Thursday, January 15, UCSB Arts & Lectures presents a 7:30 p.m. screening of Secrecy at Campbell Hall. With insight from intelligence analysts, former spies, attorneys for secretly held “terrorists,” journalists, and others interspersed with archival footage, satellite imagery, multimedia art installations, whimsical sketches, and a moving soundtrack, the documentary pulls back the sheet over the clandestine ways of the United States government. It asks whether government secrecy makes Americans safer in the 21st century, and the answers will certainly surprise you. Here are three startling bits of insight:

1] “The state secrets privilege was established with a lie.” At least that’s the claim of Ben Wizner, the attorney for innocent CIA torture victim Khalid El-Masri. He’s referring to United States v. Reynolds, the landmark case in which the government was able to stop an inquiry into the details of a military plane crash that killed nine people (including three civilians) because of allegedly sensitive and classified information. There was no such information on the crash reports.
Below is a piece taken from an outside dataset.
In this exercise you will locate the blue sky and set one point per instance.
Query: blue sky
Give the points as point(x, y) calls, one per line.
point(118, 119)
2. “This is the kind of damage that can come from a leak of sensitive information.” So explains the National Security Agency’s Mike Lewis of the 1983 bombing of a U.S. Marine Base in Lebanon, referring to newspaper articles that revealed how the CIA spied on the terrorists. Journalism gets hit hard by intelligence veterans, who say that even 9/11 could have been prevented, had it not been for some press reports.

3. “The gloves really do come off-and the hoods go on, and the electrodes go on, and the leashes go on.” Thomas Blanton, the director of the National Security Archive at George Washington University, explains of the cycles of secrecy and violence in American history, pointing to the War on Terror as the latest dip back into ultra-secret and frighteningly unrestrained techniques.